5/9/2013 – – Yesterday, Judge Lester Nauhaus sentenced former Supreme Court Justice Joan Orie Melvin to 3 years house arrest to be followed by 2 years probation and a $55,000 fine. In addition, Judge Nauhaus required that the defendant apologize to former staff members and colleagues through a letter of apology to the entire judiciary accompanied by a photo of the former justice in handcuffs.
The sentence was controversial. I understood part of the controversy. Many people feel that she should have been sentenced to jail. What I find difficult to understand is the discomfort some people feel at the use of a sanction of shaming.
In the story in today’s Post-Gazette by Paula Reed Ward, Stephen Garvey, an expert on such sanctions, noted that these sanctions can be objected to on moral grounds – – that you should not humiliate and demean people. Then there was a comment by Gershen Kaufman to the effect that shaming causes psychic harm and and humiliates the whole kinship clan.

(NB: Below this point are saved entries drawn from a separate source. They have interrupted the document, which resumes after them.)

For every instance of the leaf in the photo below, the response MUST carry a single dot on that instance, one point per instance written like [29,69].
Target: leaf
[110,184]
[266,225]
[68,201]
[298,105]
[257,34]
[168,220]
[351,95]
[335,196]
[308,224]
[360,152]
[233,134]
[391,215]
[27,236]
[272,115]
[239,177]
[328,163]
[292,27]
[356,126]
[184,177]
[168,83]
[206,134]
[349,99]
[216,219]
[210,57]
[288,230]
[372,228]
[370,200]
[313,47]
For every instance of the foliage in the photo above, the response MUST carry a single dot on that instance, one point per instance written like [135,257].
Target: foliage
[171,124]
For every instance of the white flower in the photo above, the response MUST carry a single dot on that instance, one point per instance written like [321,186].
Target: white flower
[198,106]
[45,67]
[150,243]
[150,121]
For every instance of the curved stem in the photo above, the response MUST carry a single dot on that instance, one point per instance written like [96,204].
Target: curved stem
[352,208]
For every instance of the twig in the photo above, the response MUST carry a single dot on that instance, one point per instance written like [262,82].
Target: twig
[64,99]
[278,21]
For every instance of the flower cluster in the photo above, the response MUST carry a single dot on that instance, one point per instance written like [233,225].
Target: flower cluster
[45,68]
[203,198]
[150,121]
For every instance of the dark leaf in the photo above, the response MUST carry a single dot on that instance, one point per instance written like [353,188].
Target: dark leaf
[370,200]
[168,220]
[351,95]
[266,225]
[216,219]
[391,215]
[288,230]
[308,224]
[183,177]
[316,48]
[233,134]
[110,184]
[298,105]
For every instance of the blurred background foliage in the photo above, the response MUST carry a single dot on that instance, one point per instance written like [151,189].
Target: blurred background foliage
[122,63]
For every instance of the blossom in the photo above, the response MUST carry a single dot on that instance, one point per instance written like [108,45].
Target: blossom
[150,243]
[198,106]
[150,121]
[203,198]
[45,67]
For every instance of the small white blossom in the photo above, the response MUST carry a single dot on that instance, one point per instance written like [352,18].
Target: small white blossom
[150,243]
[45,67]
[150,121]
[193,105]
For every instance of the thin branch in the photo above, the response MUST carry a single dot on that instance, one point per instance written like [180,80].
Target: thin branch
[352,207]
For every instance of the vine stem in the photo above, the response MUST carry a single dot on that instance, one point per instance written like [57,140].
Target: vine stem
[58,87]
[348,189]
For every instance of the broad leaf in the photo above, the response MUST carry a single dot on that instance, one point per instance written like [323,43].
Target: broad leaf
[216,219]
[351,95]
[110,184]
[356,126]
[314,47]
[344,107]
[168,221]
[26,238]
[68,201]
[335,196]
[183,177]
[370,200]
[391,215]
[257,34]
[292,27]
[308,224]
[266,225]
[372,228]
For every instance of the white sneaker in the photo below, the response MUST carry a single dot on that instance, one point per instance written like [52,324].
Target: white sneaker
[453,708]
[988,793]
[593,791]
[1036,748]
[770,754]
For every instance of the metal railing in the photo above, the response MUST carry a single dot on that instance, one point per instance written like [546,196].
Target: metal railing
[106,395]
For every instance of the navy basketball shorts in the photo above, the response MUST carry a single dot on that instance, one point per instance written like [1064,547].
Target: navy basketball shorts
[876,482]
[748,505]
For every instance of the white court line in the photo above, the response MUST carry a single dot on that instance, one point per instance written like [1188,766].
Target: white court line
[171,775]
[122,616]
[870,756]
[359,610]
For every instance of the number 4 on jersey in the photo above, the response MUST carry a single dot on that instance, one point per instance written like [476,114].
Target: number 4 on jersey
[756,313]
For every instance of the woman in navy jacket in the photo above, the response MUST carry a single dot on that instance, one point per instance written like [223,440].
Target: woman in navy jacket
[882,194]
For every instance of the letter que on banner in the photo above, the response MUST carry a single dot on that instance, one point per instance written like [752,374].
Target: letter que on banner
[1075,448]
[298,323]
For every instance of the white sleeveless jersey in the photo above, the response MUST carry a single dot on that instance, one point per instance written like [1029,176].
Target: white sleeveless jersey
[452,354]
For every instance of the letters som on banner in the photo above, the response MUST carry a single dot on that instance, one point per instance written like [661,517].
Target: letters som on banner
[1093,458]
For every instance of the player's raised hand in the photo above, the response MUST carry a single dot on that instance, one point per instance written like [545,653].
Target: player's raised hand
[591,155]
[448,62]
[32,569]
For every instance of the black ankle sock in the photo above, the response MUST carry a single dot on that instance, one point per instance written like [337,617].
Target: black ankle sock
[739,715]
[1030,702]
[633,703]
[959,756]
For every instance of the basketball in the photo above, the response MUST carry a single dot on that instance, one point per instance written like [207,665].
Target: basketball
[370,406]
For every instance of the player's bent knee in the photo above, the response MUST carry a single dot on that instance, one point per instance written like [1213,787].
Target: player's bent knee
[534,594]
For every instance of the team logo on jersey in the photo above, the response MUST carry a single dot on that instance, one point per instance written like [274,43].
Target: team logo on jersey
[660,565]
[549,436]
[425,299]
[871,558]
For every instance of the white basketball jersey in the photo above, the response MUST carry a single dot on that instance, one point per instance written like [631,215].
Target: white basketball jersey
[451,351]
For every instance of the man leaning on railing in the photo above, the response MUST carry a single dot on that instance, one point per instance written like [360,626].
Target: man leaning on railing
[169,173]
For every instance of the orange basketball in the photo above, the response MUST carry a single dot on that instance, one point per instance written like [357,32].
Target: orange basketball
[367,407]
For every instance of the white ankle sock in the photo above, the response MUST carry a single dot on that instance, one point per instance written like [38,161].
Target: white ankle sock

This sanction was designed just to humiliate her.
Well of course it was. That was the whole point. Are we now at the point where sophisticated opinion is uncomfortable at proclaiming moral superiority even over a felon? This appears to me to be an instance of secular relativism gone mad.
I grant that there are fifth amendment issues. Even someone convicted of a crime has the right to maintain her innocence. However, Justice Orie Melvin was perfectly willing to say she was sorry in court in hopes of a lighter sentence. Why is this apology any different?